In 1873, she married Don Antonio F. Coronel (1817–1894), a Californio, and one of the most prominent participants in the early history of Los Angeles, having served as the city's Mayor, as well as State Treasurer. For many years, by travel in Mexico and California, and by correspondence, the husband and wife collected Native American and Mexican curiosities, developing one of the best private collections in Los Angeles. Having from infancy been familiar with the English and Spanish languages, Coronel spoke them with equal fluency, and her knowledge of both aided her materially while collecting her curios. The collection included the carefully preserved school books used in the pioneer school established in Los Angeles by her father-in-law, Ygnacio Coronel.

The Coronels were deeply interested in the Mission Indians of California, having joined with their friend, Helen Hunt Jackson, in aiding this group. It was at the suggestion of Coronel that Jackson made the Rancho Camulos hacienda the scene of action of her Ramona novel. In 1887, the Coronels visited Mexico City, and in 1893, they went to the World's Fair at Chicago, where their stay was cut short by Antonio's illness, and subsequent death the following year.

After Antonio's death, Coronel superintended the estate, which included valuable property in Los Angeles and a ranch of 650 acres at Whittier, besides important mining interests in Aliso Canon and Oaxaca, Mexico. She presented the collection they had enmassed to the city of Los Angeles, and it went on exhibit in the Chamber of Commerce.
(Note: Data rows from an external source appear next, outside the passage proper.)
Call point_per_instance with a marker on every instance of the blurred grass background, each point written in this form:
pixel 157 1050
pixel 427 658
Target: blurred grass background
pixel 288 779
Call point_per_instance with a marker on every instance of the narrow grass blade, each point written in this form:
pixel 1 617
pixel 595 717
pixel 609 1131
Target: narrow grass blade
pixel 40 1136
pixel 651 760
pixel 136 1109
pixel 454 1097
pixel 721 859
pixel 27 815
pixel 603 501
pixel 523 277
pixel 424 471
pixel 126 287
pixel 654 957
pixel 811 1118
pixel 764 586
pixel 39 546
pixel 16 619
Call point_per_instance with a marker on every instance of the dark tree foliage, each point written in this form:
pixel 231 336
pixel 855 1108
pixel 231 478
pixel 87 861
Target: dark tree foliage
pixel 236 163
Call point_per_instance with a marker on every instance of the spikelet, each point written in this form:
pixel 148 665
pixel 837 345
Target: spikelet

Since 1961, the collection has been held by the Natural History Museum of Los Angeles County.

She again married, December 28, 1895, to Dr. C. Edgar Smith of Los Angeles, thereafter being known as Mrs. de Smith. They divorced five years later. Later photographs dating to 1913 refer to “Mariana Coronel de Dominguez”, which may be evidence of a third marriage. She died in 1925. Among the numerous organizations with which she was actively connected were the Indians Rights Association, the Southern California Historical Society, Ladies' Aid Society, Children's Home Society, Society of Los Angeles Pioneers, and others.